Last week, comedian John Oliver delivered a scathing indictment of the rehab industry on his program Last Week Tonight. His 20-minute rant was rife with the truth-telling by which paradigms are shifted.
If ever there was need for an industry to be called out, it’s the rehab industry. Recent years have seen insurance fraud and poor — even dangerous — standards of care. While Oliver didn’t reveal anything we didn’t know, he succinctly packaged it into an easy-to-understand letter to the American public. Why does it matter so much? Because we’re in the middle of the worst lethality caused by drug use ever seen — possibly the worst in history — and it’s not getting better. By any metric, rehab is an abysmal failure.
At one point, Oliver mentioned The Fix, saying that it’s little more than a blog for marketing pieces thinly veiled as editorial content. Hearing that was bittersweet for me. As the founder of The Fix, my original intention was for it to be exactly the opposite of what it has become. We set out to scrutinize the rehab industry, provide information, and break news while holding to journalistic standards. After I was ousted, The Fix became nothing more than a shell-game marketing tool, a self-aggrandizing vehicle for rehabs to tout their virtue in an insular culture without oversight. The Fix is now a perpetrator of the crimes it set out to correct.
With overdoses claiming more lives than car accidents, and alcohol producing a steady stream of body bags, how can we claim that rehab isn’t in need of a complete overhaul? The very way we think about substance misuse must be retooled to improve outcomes.
Remedy Recovery is a medically assisted treatment (MAT) program that offers a medical protocol to address substance misuse and other mental health issues. The modality is not new; in fact, it’s widely used in other parts of the world. France and Portugal both report substantiated claims of better outcomes treating their impaired population like patients. Both countries have nearly eliminated overdose deaths. They report more people in treatment, less crime, and dramatically reduced transmission of diseases like HIV and Hepatitis C.

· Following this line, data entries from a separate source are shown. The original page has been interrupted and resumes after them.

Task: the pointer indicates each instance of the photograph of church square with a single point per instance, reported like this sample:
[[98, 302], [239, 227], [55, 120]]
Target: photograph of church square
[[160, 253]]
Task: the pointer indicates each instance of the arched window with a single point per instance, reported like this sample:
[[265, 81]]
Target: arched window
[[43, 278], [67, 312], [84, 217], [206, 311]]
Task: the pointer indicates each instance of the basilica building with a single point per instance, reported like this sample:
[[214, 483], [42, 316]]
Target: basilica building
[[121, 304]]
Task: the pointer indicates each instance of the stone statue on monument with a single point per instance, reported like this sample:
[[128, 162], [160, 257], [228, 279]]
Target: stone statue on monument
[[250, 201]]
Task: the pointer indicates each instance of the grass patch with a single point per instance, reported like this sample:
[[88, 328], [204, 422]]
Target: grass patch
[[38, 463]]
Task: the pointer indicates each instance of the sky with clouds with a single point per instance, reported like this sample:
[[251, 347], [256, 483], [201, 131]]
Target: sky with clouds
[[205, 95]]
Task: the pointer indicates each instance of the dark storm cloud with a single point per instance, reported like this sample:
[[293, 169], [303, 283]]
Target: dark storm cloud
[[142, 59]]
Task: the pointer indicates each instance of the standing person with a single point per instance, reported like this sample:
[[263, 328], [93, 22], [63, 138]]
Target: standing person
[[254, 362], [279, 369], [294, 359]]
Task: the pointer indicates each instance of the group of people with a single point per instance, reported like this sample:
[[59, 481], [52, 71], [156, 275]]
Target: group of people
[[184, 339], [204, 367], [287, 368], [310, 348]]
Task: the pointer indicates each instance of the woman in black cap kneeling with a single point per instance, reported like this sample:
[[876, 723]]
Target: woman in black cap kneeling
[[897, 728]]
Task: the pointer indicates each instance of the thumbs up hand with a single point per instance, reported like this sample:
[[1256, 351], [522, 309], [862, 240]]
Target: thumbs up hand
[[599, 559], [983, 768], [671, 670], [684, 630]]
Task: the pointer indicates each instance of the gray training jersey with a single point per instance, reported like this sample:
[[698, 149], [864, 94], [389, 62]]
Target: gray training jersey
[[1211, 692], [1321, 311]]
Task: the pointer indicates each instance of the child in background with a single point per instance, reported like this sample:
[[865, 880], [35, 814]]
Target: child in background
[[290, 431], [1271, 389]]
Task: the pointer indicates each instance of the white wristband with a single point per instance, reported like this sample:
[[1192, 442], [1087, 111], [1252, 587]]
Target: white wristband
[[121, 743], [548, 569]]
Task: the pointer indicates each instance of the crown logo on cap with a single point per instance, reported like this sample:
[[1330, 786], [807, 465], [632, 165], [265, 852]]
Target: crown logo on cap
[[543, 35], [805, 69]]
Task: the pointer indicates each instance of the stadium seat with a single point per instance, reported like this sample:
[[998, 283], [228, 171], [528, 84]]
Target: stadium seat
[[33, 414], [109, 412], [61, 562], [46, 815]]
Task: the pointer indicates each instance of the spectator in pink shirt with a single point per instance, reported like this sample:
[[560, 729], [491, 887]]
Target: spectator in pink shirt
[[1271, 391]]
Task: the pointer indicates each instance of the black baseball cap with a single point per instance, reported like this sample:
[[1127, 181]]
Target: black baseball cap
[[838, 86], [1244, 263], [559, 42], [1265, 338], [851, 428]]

The goal of Remedy Recovery isn’t to “win” or prove rehab wrong. It’s to expand the range of treatment options, and to allow physicians to treat patients with the support of mental and emotional health clinicians who can integrate care and improve outcomes. There are people who find success in the 30-day acute care model of treatment — there just aren’t very many of them relative to the number of people in need and the numbers of people who are engaged in treatment. We can do better than coercion into a church basement, bad coffee, and a body count.